Technical Abstract: This study investigated the activities of ß-glucosidase (C cycling, ß-glucosaminidase (C and N cycling), acid phosphatase (P cycling) and arylsulfatase (S cycling) under lettuce (Lactuca sativa), potato (Solanum Tuberosum), onion (Allium cepa L), broccoli (Brassica oleracea var. botrytis) and Tall fescue grass (Festuca arundinacea) in an organic production system in Alabama. Soil microbial communities were characterized using fatty acid methyl ester (FAME) and pyrosequencing techniques.

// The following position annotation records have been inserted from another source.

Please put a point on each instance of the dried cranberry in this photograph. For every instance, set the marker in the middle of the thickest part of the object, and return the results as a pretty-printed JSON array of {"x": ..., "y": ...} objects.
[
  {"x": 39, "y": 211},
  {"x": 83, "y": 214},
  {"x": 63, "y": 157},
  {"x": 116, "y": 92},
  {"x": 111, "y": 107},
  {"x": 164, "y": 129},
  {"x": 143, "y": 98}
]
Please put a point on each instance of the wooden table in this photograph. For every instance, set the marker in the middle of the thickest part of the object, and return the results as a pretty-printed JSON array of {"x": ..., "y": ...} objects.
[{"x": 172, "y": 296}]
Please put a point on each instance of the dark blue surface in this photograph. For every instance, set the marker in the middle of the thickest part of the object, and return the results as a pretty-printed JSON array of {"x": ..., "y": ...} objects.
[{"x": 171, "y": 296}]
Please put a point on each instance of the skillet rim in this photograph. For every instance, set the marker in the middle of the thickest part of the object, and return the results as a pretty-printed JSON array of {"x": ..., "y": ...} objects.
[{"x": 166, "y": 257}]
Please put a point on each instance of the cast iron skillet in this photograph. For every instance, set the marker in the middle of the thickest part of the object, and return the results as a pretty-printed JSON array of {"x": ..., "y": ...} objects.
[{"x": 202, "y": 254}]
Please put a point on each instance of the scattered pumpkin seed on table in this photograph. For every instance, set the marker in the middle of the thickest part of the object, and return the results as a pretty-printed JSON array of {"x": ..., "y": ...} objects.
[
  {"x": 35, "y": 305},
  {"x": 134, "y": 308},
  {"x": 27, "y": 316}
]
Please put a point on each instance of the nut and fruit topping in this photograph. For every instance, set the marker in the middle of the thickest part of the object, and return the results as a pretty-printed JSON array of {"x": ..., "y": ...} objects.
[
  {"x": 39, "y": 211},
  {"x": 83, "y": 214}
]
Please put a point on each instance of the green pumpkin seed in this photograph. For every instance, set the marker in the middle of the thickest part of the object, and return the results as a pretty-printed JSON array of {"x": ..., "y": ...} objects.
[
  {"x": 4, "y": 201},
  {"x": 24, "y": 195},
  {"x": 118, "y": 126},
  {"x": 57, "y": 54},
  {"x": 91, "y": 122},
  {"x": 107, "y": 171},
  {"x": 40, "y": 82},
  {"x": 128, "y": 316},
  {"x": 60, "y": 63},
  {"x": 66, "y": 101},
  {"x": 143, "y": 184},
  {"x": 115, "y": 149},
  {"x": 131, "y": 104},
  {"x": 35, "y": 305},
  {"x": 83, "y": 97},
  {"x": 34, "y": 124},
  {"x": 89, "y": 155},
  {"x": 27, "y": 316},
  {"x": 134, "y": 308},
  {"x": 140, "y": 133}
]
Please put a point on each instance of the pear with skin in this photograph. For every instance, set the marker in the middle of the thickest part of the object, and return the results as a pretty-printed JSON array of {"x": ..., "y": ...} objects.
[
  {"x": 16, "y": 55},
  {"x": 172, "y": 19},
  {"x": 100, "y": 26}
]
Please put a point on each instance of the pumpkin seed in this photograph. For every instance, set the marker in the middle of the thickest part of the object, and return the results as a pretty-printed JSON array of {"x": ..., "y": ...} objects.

The soil was a silt loam with pH of 6.53 and 2.25 g total C kg-1 soil. Some of the trends found in the microbial community structure of the plant rhizospheres may explain the results of enzyme activities. For example, the following trend in fungal:bacterial ratios of soil microbial communities were found: pasture (1.40) > broccoli (0.92) and potato (0.93)> onion (0.83) and lettuce (0.75). The lowest fungal (345.6 nmols g-1 soil) and bacterial (417.6 nmols g-1 soil) FAME concentrations were found under onion rhizosphere, which also showed the lowest microbial biomass C (192 mg C kg-1soil) and lowest enzyme activities. A distinct trend for onion rhizosphere with pyrosequencing was the high abundance of bacteria in the Streptomycetaceae family (up to 31%) compared to other rhizospheres. This group of bacteria is known to produce secondary metabolites which perhaps modify microbial communities (i.e., antagonistic activities) under onion. Greater ß-glucosidase activity (up to 40%) was found under potato rhizosphere compared to the other plant rhizospheres. Further, pyrosequencing revealed that potato rhizosphere sustains a higher abundance of bacterial families of ß-Proteobacteria (i.e., Rhodocyclaceae, Comamonadaceae and Oxalobacteraceae), which are important in C cycling. ß-glucosaminidase activity was higher under pasture, potato and broccoli rhizospheres compared to onion and lettuce, which are in agreement with fungal:bacterial ratio trends. Acid phosphatase activity was highest (up to 35%) under broccoli compared to the other plant rhizospheres, which may suggest differences in P cycling among the plant rhizospheres. The differences found in microbial community structure and enzyme activities in this organic farming system can have implications in soil functioning and health, and the nutritional value of crops.